1/16/2026 589 words 3 min read

XRP Whale Inflows To Binance Hit Their Lowest Level Since 2021: Accumulation Behavior?

XRP Whale Inflows To Binance Hit Their Lowest Level Since 2021: Accumulation Behavior?

Overview

XRP is currently consolidating above the $2 mark following a period of volatility. The market is observing this stabilization as traders anticipate the next significant movement. On-chain data indicates a potential easing of selling pressure from large holders, which may create a more favorable environment for bullish activity in the near term.

Recent Developments

A report from Arab Chain on CryptoQuant has highlighted a significant decline in whale transfers of XRP to Binance in recent days. The Whale Transfer Flow, measured over a 30-day moving average, has dropped to 48 million XRP before experiencing a slight rebound to 56.1 million XRP. This represents the lowest levels of whale inflows to exchanges recorded since 2021. The Whale Transfer Flow metric is commonly used to gauge large wallet transfers into exchanges and serves as a proxy for the distribution of tokens by whales and their intent to sell.

Historically, an increase in whale inflows indicates that large investors may be looking to offload their holdings, which adds supply to the market and increases the risk of a price downturn. Conversely, when these inflows decrease to unusually low levels, it often suggests a diminished urgency to sell, which can contribute to price stability during periods of consolidation.
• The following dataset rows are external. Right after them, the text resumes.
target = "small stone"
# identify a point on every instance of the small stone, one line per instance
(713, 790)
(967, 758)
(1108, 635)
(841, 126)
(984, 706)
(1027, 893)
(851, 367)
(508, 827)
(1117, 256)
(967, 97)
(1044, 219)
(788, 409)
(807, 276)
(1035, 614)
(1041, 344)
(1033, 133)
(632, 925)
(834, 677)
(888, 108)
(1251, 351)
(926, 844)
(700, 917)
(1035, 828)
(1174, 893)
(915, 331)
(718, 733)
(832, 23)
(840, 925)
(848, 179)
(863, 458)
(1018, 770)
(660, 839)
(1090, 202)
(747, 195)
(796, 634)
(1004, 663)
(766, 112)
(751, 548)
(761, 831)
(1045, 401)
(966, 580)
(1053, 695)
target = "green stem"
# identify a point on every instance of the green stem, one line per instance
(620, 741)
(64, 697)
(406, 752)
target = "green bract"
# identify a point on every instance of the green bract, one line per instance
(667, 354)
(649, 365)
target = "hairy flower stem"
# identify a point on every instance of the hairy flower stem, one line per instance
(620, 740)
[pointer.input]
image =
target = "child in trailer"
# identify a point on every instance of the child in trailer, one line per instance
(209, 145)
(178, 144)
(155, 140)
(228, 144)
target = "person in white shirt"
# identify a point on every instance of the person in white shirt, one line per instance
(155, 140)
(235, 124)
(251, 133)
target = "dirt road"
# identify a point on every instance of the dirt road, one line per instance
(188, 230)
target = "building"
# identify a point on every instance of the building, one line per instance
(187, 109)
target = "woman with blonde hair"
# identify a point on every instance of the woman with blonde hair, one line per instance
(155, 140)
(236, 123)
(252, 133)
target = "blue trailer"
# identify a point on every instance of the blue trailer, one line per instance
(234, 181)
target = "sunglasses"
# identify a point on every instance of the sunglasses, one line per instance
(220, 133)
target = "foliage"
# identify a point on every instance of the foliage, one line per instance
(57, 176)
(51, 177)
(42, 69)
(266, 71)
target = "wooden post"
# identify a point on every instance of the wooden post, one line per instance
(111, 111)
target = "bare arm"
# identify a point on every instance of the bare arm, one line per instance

Currently, XRP is holding above the $2 mark, and the change in whale activity suggests that the market may be entering a quieter accumulation phase. In this context, any breakout in price is likely to depend on new demand rather than panic-driven selling.

Whale Inflows and Market Dynamics

The notable aspect of this situation is that the decline in whale inflows coincides with XRP’s relative price stability. During this period, the asset has averaged around $2.15. Rather than rushing to sell during this period of strength, large holders appear to be opting to retain their positions. This behavior is often associated with quieter market phases, where price movements are compressed and liquidity is less abundant, setting the stage for potential larger movements once demand picks up.

When whale transfers to exchanges diminish, it typically results in fewer coins being readily available for sale. This reduced supply can alleviate resistance during upward price movements and help contain downside risks. Historical context supports this interpretation; in 2021, similar low levels of whale inflows preceded periods of stronger upward trends for XRP. During that time, constrained supply on exchanges allowed for more efficient price responses as demand gradually increased.

From Author

The current market dynamics surrounding XRP illustrate the complex interplay between whale activity and price movement. As large holders choose to retain their positions, it may signal a shift toward a more stable market environment. This could be crucial for XRP as it attempts to break free from its current consolidation phase. However, the technical indicators suggest that caution is still warranted, as the asset remains below key moving averages, indicating that the market has yet to establish a strong bullish trend.

Impact on the Crypto Market

  • Decreased whale inflows to exchanges may lead to reduced selling pressure on XRP, potentially stabilizing its price.
  • A quiet accumulation phase could indicate that large holders are anticipating future price increases, which may attract new investors.
  • The historical precedent of low whale inflows preceding upward price trends may influence market sentiment positively.
  • XRP’s ability to maintain its position above the $2 mark could serve as a psychological support level for traders.
  • The overall market participation appears muted, indicating that significant price movements may require an influx of new demand.